How a Trademark Dispute Arises Over Word “How”

When you hear the word “how” you typically don’t think of a brand, you think of a question, like “how do you do something?” Or perhaps a statement like “this is how it’s done.” But two companies have taken to using the word as a brand, one company for quite a bit longer than the other, and this overlapping use is causing a trademark dispute over this simple word.

Trademark dispute over word HOWDov Seidman is an author and consultant that focuses on helping companies develop a more ethical culture. Seidman suggests the central point of his ideas is distilled in the word “how.” He has written a book entitled, “How: Why How We Do Anything Means Everything.” To establish and protect his brand, he filed a trademark application on the word in 2008 in the classes of publications and educational services. He initially filed an intent-to-use trademark application. After Seidman filed a statement of use and showed use in commerce, the USPTO granted him a trademark registration for the mark HOW in 2012.

Everything was fine until a yogurt company came along. Chobani, a Greek Yogurt maker established in 2005, recently began using the tagline “How Matters” in several of its advertisements. The company’s ad campaign highlights how its yogurt is made and why the process makes it a superior product. Chobani is significantly invested in this branding and filed a trademark application on the term.

The campaign and trademark application are not sitting well with Seidman however, who has also used the phrase “how matters” in his writings. Seidman has filed a trademark infringement lawsuit against Chobani and the ad agency, Droga5, which created the campaign, claiming its use of “how” infringes on his trademark registration and damages over 10 years spent building up his brand.

In response, Chobani and Droga5 claim that Seidman’s trademark registration should be canceled because it is too broad, questioning how one can protect such a generic word as “how.” There is a spectrum of distinctiveness affecting the strength of a trademark from generic words, which are the weakest and not registrable, to arbitrary or fanciful words that are typically the most distinctive and strongest marks.

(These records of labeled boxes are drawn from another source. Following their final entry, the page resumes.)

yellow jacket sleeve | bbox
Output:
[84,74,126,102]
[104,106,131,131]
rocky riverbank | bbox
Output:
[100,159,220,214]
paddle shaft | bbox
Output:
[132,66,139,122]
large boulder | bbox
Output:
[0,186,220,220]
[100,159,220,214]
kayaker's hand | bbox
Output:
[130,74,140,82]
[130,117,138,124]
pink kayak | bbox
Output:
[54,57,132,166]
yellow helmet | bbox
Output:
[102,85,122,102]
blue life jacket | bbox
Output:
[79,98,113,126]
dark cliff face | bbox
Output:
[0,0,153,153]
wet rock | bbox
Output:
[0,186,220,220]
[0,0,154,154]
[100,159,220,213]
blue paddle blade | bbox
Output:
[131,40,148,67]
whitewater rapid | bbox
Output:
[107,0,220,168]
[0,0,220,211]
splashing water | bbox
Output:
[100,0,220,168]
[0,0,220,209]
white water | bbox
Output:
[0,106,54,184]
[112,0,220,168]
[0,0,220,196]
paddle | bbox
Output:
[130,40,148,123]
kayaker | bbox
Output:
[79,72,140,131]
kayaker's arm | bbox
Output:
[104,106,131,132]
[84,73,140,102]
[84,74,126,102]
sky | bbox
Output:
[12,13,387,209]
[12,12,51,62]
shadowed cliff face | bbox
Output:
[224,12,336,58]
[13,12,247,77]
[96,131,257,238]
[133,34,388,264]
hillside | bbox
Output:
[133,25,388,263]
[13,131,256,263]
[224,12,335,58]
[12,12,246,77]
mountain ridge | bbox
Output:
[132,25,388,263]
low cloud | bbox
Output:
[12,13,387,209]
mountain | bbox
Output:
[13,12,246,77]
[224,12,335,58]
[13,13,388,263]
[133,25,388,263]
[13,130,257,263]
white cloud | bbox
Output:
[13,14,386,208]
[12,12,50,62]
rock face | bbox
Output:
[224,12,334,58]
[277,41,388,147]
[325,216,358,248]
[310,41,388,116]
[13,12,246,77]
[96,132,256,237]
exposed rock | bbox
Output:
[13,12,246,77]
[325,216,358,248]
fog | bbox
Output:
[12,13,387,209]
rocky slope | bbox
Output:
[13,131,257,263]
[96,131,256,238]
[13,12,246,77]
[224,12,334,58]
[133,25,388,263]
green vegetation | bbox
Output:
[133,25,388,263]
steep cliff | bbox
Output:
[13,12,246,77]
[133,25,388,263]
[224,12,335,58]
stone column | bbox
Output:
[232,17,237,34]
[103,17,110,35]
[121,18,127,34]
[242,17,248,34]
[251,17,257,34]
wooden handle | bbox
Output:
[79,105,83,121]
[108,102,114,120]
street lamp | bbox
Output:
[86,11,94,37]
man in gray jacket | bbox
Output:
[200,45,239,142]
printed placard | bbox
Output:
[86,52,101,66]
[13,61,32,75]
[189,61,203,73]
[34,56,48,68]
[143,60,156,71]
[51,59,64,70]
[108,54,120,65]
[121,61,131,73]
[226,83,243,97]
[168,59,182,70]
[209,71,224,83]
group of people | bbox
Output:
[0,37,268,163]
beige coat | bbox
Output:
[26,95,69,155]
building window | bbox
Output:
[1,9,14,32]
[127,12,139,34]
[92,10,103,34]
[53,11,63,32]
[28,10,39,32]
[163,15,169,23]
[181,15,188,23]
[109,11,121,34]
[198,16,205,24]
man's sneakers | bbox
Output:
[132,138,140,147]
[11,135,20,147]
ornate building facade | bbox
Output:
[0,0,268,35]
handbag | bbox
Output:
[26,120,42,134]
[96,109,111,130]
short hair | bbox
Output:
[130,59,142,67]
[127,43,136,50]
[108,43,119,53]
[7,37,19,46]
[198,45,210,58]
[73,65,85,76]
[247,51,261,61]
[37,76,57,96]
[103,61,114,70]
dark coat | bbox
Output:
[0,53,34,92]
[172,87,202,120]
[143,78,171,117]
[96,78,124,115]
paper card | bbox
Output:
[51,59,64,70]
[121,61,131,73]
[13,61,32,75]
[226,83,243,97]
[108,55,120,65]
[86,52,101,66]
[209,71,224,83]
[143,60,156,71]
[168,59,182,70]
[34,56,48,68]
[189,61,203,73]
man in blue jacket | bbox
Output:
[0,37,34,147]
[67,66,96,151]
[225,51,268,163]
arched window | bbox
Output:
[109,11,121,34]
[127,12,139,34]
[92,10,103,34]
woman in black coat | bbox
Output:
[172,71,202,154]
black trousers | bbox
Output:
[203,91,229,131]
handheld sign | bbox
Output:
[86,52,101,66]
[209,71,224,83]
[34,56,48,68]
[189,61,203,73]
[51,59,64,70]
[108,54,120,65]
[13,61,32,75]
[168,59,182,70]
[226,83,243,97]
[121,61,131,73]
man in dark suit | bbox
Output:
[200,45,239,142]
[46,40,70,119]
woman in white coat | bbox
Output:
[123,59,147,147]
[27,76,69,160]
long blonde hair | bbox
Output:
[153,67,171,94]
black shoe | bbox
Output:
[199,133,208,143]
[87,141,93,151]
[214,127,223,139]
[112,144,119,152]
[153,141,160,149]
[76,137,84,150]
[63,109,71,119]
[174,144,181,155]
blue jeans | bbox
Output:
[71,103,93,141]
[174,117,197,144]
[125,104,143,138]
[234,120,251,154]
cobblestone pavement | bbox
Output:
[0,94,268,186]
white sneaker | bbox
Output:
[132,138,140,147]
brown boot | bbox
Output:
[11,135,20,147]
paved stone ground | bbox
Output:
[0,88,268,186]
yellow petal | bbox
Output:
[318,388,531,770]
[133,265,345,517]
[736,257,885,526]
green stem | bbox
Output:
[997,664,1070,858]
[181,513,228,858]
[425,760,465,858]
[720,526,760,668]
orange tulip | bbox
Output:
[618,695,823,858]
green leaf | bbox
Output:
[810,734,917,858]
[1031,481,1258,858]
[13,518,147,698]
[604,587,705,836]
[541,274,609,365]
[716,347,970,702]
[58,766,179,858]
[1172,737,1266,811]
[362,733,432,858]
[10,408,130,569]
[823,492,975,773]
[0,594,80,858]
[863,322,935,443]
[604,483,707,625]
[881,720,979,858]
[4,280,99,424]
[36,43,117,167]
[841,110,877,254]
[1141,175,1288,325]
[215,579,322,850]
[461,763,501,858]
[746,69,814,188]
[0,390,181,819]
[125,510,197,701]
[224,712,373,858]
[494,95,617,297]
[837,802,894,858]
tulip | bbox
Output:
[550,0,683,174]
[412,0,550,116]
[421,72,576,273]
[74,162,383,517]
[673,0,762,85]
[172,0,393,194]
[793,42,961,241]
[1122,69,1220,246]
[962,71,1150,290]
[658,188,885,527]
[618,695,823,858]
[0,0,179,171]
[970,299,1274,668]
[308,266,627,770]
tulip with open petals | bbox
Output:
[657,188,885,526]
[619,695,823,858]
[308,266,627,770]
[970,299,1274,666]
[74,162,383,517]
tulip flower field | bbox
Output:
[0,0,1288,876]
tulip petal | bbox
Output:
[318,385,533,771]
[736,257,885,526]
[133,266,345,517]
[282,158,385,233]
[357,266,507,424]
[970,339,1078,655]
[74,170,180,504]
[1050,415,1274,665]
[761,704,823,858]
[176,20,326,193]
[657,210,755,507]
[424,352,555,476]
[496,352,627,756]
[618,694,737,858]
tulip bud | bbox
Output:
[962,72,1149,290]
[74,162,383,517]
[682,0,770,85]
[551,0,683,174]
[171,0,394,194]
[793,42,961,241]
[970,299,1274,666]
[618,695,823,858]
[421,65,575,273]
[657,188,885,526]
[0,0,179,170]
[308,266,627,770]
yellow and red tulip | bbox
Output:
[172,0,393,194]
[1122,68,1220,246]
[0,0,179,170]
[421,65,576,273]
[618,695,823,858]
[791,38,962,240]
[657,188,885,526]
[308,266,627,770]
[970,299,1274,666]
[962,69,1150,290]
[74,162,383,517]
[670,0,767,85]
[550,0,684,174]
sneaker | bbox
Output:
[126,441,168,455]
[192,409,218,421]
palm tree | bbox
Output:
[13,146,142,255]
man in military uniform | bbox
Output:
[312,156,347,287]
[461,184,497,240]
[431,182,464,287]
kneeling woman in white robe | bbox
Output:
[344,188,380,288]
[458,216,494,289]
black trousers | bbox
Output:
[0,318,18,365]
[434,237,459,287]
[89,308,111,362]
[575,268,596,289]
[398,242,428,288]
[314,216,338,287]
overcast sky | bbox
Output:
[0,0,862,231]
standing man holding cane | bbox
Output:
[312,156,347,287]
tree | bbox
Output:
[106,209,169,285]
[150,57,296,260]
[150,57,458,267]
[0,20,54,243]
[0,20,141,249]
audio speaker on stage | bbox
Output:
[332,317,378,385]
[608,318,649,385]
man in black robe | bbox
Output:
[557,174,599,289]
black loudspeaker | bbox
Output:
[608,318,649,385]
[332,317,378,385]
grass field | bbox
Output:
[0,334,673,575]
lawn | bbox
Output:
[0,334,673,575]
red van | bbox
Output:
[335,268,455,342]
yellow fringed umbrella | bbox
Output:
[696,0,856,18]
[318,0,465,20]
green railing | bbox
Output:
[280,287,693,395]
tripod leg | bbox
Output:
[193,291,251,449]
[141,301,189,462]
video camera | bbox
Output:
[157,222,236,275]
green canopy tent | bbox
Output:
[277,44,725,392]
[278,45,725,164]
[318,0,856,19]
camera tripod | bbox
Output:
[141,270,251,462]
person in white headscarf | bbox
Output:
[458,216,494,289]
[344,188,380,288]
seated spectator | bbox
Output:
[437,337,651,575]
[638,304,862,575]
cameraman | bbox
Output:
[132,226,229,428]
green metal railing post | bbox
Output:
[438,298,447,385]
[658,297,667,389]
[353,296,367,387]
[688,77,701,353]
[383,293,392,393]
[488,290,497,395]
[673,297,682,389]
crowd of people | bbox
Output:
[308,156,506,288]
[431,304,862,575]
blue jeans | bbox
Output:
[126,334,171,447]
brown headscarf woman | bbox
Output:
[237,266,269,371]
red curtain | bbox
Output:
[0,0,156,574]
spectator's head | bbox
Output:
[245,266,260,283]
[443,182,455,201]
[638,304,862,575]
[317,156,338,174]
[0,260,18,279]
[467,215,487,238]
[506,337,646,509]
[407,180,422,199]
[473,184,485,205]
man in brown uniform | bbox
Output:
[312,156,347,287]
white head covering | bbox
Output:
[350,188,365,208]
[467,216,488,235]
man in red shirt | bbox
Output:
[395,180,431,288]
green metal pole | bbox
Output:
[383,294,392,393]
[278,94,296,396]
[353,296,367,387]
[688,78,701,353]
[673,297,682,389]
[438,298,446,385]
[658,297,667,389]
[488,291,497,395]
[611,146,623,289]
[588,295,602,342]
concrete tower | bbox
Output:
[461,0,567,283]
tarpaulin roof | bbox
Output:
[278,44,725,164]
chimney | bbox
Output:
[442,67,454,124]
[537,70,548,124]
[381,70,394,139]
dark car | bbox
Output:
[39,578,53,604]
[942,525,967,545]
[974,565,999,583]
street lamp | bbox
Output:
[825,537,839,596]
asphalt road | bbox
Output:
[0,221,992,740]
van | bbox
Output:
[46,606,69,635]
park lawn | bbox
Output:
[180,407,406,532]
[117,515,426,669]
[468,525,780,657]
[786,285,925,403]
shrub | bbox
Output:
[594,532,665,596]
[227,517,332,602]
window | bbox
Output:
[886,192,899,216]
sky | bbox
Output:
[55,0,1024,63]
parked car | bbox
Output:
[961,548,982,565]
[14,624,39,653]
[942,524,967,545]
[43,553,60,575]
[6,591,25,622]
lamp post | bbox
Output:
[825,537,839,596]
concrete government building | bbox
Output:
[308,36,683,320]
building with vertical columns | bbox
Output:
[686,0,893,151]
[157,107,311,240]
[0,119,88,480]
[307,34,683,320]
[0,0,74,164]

While it will be up to the court to decide the strength of Seidman’s trademark registration, Seidman’s biggest problem may come from the fact that the two companies are in pretty different industries. The crux of trademark law is to protect against likelihood of consumer confusion. It’s not clear that a consumer would get confused between the brand of a corporate consulting company and a yogurt maker. It will be interesting to see what kind of arguments their trademark attorney makes to support the claim of likelihood of confusion.